There was a procession of all the troops, uniformed and irregular, in the middle of which Irene appeared in a taxi-cab surprisingly surrounded by a band of mounted musicians playing six-foot pipes and banging on saddle drums of ox-hide and wood, The people all shrilled their applause, as the Emperor passed, in a high, wailing whistle.
There was the opening of a museum of souvenirs, containing examples of native craftsmanship, the crown captured by General Napier at Magdala and returned by the Victoria and Albert Museum, and a huge, hollow stone which an Abyssinian saint had worn as a hat.
There was a review of the troops on the plain outside the railway station.
But no catalogue of events can convey any real idea of these astound
ing days, of an atmosphere utterly unique, elusive, unforgettable. If I have seemed to give emphasis to the irregularity of the proceedings, to their unpunctuality, and their occasional failure, it is because this was an essential part of their character and charm. In Addis Ababa everything was haphazard and incongruous; one learned always to expect the unusual and yet was always surprised.

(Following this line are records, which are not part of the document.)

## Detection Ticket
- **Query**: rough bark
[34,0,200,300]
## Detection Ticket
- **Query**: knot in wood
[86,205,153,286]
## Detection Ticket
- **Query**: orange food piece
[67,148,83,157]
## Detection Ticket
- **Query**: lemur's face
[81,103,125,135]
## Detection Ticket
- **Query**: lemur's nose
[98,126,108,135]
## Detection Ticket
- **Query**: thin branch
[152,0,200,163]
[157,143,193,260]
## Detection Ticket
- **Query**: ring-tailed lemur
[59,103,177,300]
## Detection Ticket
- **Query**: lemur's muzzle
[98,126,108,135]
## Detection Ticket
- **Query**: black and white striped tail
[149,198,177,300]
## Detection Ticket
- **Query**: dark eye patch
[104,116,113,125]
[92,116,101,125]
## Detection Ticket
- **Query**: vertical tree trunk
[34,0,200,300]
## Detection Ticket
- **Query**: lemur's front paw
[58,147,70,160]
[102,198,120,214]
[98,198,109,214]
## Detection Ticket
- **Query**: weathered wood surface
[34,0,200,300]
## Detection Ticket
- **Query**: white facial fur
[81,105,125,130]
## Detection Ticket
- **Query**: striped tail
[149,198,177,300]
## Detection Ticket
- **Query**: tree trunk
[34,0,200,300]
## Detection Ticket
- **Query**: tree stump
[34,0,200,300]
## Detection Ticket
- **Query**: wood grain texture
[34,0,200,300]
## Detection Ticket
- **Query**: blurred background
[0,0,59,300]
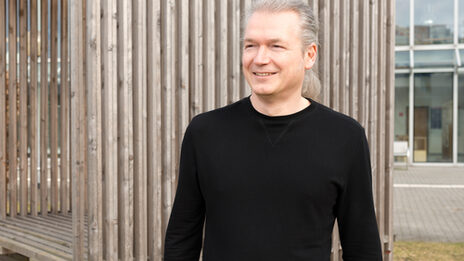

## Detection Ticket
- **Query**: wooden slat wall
[0,0,70,218]
[0,0,394,260]
[0,2,7,219]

Every morning we awoke to a day of brilliant summer sunshine; every evening fell cool, limpid, charged with hidden vitality, fragrant with the thin smoke of the tukal fires, pulsing, like a live body, with the beat of the tom-toms that drummed incessantly somewhere out of sight among the eucalyptus-trees. In this rich African setting were jumbled together, for a few days, people of every race and temper, a company shot through with every degree of animosity and suspicion. There were continual rumours born of the general uncertainty; rumours about the date and place of every ceremony; rumours of dissension in high places; rumours that, in the absence at Addis Ababa of all the responsible officials, the interior was seething with brigandage; that the Ethiopian Minister to Paris had been refused admittance to Addis Ababa; that the royal coach-man had not had his wages for two months and had given in his notice; that one of the legations had refused to receive the Empress’s first lady-in-waiting.

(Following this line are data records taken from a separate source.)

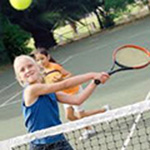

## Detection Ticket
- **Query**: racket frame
[94,44,150,85]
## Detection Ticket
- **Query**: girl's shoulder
[50,62,63,69]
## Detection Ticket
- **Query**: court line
[0,23,147,107]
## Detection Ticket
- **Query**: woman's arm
[56,81,96,105]
[25,72,109,104]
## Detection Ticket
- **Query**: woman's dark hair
[30,48,59,64]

One morning Irene and I were sitting outside the hotel drinking apéritifs and waiting for luncheon; we were entertained by the way in which the various visitors treated a pedlar who diffidently approached them with a bundle of bootlaces in one hand and an enamelled pot de chambre in the other. Suddenly a taxi drove up, and a servant wearing the palace livery jumped out and emptied a large pile of envelopes into Irene’s lap. Two were addressed to us. We took them and handed back the rest, which the man presented, to be sorted in the same way, at the next table.
The envelopes contained an invitation to lunch with the Emperor that day at one o’clock; as it was then after half past twelve we disregarded the request for an answer and hurried off to change.